Sebastian Redl sebastian.redl at getdesigned.at
Fri Oct 10 08:42:29 PDT 2008


Zhongxing Xu wrote:
> In static analysis, when an expression is on the LHS of an assignment 
> statement, we want to get the storage location it represents, I 
> call it lvalue of the expression. When an expression is on the RHS of 
> an assignment statement, we want to get its value in the normal sense, 
> I call it the rvalue of the expression. If such terminology should 
> cause confusion, I am OK to change the terminology.
No, this terminology is perfectly consistent with what I've learned.
> Talking about the abstract values occuring in the static analysis, we 
> divide them into two categories: LVal and NonLVal. LVal represents 
> some kind of abstract location value, that is some address. NonLVal 
> represent non-location value.
This is the part that confuses me. What's the difference between an lval 
and an lvalue, between a nonlval and an rvalue? The similarity between 
lval and lvalue is one of my main problems with this terminology.
> So an expression's lvalue must be LVal, while its rvalue might be 
> either LVal or NonLVal.
That doesn't sound logical. Since the rvalue is the "actual" value, it 
cannot be locational. Unless it's a pointer, but that's a very special case.
> The terminologies used here are not intended to be strictly consistent 
> with the C/C++ standard. Because we are not doing codegen, but doing 
> static analysis - symbolically simulating the execution of the program.
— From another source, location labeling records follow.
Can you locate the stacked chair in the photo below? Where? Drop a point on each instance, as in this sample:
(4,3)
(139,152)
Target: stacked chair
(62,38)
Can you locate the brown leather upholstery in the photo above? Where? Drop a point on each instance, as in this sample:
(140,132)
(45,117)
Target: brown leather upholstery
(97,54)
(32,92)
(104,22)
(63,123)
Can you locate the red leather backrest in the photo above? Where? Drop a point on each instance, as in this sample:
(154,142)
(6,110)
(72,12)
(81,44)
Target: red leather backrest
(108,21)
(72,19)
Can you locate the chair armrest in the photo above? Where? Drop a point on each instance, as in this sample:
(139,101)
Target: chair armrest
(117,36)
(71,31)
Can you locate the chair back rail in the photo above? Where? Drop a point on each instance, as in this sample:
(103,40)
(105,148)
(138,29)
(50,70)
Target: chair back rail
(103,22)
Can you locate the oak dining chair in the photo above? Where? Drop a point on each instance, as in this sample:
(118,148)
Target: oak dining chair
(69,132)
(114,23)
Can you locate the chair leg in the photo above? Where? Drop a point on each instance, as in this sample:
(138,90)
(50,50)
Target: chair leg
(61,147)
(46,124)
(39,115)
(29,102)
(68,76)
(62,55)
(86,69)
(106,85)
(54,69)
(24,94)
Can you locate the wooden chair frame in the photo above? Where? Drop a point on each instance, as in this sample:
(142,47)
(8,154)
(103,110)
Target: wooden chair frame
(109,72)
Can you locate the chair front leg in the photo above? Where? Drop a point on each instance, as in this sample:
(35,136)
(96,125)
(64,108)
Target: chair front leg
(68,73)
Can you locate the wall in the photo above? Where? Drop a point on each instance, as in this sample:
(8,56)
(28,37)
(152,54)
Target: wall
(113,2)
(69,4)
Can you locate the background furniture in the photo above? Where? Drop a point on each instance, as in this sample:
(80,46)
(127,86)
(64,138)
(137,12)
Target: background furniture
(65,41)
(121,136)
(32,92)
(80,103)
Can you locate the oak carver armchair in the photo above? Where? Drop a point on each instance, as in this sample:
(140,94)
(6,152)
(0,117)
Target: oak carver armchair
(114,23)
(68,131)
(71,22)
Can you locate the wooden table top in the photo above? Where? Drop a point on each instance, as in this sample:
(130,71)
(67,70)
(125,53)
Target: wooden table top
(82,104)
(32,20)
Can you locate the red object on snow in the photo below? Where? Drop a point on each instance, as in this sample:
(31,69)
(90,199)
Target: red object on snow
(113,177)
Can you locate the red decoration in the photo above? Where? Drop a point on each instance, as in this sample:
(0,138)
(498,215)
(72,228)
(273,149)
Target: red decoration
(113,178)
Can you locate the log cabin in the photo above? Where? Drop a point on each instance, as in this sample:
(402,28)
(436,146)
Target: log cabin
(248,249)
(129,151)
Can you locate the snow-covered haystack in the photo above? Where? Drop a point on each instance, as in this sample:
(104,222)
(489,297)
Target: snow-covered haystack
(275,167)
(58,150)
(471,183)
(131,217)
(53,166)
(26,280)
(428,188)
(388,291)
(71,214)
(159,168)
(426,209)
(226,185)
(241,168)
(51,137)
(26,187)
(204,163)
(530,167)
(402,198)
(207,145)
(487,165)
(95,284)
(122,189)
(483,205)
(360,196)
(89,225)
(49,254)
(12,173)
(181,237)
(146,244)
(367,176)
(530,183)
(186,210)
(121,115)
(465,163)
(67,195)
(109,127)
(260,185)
In the view of the C++ standard, an expression yields a value. This 
value can be an rvalue or an lvalue. Dereferencing of pointers, direct 
variable references, and any expression that yields a reference (lvalue 
reference, that is) are expressions that yield lvalues. All other 
expressions yield rvalues.
Supply an lvalue to an expression expecting an rvalue (such as 
addition), and the standard lvalue-to-rvalue conversion is performed. 
For most types, this is a no-op, an abstract change of viewpoint (it's 
no longer the location, now it's the actual value). On the assembly 
level, it might be a memory fetch. For arrays, it's the array decay, for 
functions, it's the implicit conversion to a function pointer.
Supply an rvalue to an expression expecting an lvalue, you get an error 
in most cases. Binding to a const reference is one exception, calling 
member functions of a temporary object the other.

I just don't see where lval and nonlval have any place in this, and I 
see a huge potential for confusion in introducing these names.